Une double condition va sous-tendre la démarche. Ce qui nous révèle à nous-même, ce n’est pas d’abord le penser-à-soi, mais bien ce que nous éprouvons par le corps. C’est là que notre vie se déroule au sens le plus originaire et ce qui qualifie ce champ, c’est l’immanence. Par définition, le moi est en effet d’abord celui qui réside au-dedans de lui-même, celui qui demeure en soi sans pouvoir sortir de lui-même. Comment éprouvons-nous donc ce lieu identitaire ? Comment Husserl déjà l’a montré, nous l’éprouvons dans notre chair. La chair est le lieu de « l’impression originaire » par laquelle nous expérimentons que la vie habite en nous et que nous sommes dans la vie. Ce qu’un autre phénoménologue, Michel Henry, a décrit comme l’expérience la plus révélatrice de notre exister : ce sentiment d’auto-donation à nous-même qui est auto-affection, c’est-à-dire cette manière que la chair seule nous offre de coïncider complètement avec nous-même. Sans distance possible. Ce qui explique pourquoi nous ne pouvons jamais éprouver pour un (e) autre ce que nous éprouvons pour nous-même : l’irréductible sentiment d’exister au singulier unique, dans l’immanence.

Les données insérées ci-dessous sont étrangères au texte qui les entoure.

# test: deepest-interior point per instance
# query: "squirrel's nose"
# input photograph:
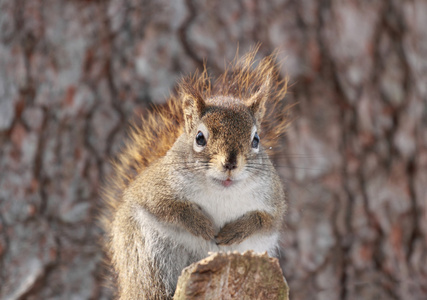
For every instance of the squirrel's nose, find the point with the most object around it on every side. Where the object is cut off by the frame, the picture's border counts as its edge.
(231, 163)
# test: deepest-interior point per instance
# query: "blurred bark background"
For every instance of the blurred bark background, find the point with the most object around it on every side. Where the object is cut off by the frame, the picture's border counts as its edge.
(73, 73)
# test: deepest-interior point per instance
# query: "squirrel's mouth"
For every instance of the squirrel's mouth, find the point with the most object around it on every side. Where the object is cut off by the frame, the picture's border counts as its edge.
(225, 183)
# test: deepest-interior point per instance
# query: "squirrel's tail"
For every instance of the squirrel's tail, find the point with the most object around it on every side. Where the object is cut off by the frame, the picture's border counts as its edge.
(164, 124)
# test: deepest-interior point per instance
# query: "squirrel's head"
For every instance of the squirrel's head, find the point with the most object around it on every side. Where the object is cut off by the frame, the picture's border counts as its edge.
(224, 133)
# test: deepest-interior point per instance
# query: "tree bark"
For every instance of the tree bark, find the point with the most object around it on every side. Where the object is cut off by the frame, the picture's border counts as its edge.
(73, 73)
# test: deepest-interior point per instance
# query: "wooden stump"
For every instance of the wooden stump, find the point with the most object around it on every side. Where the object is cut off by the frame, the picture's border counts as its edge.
(233, 276)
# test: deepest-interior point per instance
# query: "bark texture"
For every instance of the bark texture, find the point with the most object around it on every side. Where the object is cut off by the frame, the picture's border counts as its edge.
(73, 73)
(246, 276)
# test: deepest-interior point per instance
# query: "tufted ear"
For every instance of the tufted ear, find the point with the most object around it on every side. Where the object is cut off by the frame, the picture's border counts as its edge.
(193, 106)
(257, 101)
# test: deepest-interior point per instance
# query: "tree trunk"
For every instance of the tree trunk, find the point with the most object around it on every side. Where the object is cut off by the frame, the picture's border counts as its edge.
(73, 73)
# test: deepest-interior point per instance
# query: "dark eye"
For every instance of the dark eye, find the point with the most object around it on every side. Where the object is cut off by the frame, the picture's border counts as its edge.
(200, 139)
(255, 141)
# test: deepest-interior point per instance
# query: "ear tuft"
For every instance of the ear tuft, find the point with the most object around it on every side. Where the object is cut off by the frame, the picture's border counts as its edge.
(257, 101)
(193, 105)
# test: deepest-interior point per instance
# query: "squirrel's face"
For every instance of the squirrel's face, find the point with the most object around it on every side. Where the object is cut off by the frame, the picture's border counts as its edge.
(227, 139)
(224, 137)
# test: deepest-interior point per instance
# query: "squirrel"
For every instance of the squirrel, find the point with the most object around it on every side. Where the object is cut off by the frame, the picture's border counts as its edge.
(195, 177)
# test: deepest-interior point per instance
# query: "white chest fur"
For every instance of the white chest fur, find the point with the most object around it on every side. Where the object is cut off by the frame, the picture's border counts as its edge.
(223, 205)
(227, 204)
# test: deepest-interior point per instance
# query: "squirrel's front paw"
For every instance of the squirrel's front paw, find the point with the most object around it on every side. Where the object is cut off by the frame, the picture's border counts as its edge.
(232, 233)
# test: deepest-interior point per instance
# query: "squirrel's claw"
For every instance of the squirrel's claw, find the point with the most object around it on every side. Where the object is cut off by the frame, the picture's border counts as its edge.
(229, 235)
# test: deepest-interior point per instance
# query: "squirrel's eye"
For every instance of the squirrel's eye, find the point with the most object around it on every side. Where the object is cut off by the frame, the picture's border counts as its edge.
(200, 139)
(255, 141)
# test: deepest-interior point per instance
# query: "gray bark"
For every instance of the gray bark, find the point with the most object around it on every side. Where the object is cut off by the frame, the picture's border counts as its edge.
(73, 73)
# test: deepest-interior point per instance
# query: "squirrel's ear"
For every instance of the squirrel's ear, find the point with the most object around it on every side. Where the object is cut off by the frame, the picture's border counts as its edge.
(257, 101)
(193, 106)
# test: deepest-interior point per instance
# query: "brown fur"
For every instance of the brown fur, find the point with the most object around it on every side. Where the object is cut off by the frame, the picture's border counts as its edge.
(258, 89)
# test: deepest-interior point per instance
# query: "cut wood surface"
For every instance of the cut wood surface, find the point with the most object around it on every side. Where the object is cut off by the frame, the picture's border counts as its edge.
(74, 73)
(233, 276)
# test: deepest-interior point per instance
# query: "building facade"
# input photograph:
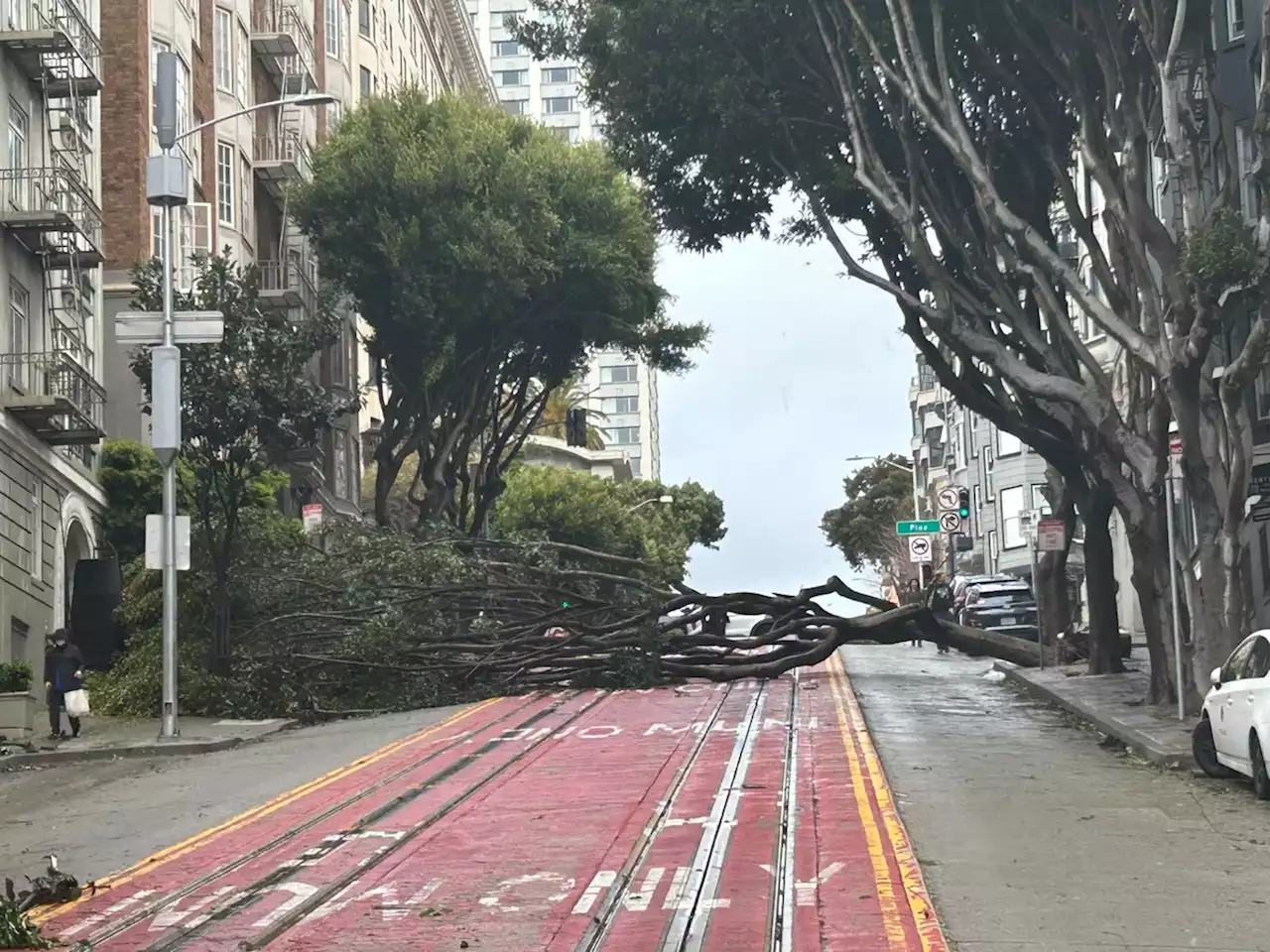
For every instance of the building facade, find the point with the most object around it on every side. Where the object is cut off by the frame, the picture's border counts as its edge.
(234, 55)
(620, 391)
(51, 344)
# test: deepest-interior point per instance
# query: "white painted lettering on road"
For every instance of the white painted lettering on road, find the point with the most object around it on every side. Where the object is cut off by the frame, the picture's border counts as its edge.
(806, 892)
(300, 892)
(109, 912)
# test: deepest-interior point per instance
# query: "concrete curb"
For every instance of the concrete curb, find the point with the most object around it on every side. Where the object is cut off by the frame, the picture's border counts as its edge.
(177, 748)
(1134, 740)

C’est sur ces bases-là que Rogozinski déploie les composantes de son ego-analyse. Ainsi va-t-il établir comment – dans ce champ d’immanence toujours en mouvement au sien de la multiplicité de nos expériences de vie – s’opère la synthèse charnelle. Celle-ci révèlera en fait l’expérience primordiale du toucher. Le sens tactile est le seul en effet où mon ego coïncide totalement avec ce qu’il éprouve. Et peut l’intérioriser. Ce que l’auteur appelle le « chiasme tactile » est l’expérience fondatrice de notre condition incarnée. A partir de là, nous sommes invités à accompagner le philosophe dans la subtile élaboration de sa théorie du « restant ». Par où l’on peut comprendre qu’en se donnant à soi, le moi-chair va ouvrir un écart à soi, introduire un rapport à l’altérité. Sans quoi, en se repliant sur soi, toute chair s’effondrerait, s’anéantirait dans l’angoisse fondamentale de la perte de son être.
Les analyses de Rogozinski ont quelque chose d’abyssal. Mais elles montrent à quel point les rapports à soi doivent demeurer ouverts à la relation à autrui, sous peine de non-sens et d’implosion du sujet lui-même. La dernière partie du livre nous réserve de belles promesses. L’auteur y entreprend en effet l’exploration si essentielle du rapport de la mort à la vie. C’est surtout Nietzsche qui fait référence. Il avait intensément pressenti par son intuition de l’ « Eternel retour » que la vie a, par définition, l’extraordinaire pouvoir de renaître à chaque instant, comme une perpétuelle re-création de soi. C’est en elle-même que la vie puise la force de s’affirmer contre la mort. Il faut oser l’affirmer, selon Rogozinski : je puis expérimenter que ma mort n’est pas irréversible, qu’il peut m’arriver de mourir à moi-même pour renaître. La résurrection est donc une potentialité inhérente au statut de notre moi-chair : « Cet événement témoigne du mode de donation le plus originaire de la vie ».
C’est sans doute là l’aboutissement le plus extrême d’une démarche philosophique. Mais nous pouvons aussi sortir de son champ strict et nous poser une autre question : que nous enseigne donc ce Jésus qui traversa effectivement la mort et ressuscita une fois pour toutes ? Nous entrons alors dans le domaine du mystère. Où la philosophie se tait et la foi seule témoigne.
François Gachoud
Jacob Rogozinski : Le Moi et la Chair. Introduction à l’ego-analyse. Ed. du Cerf, coll. Passages, 358 pp.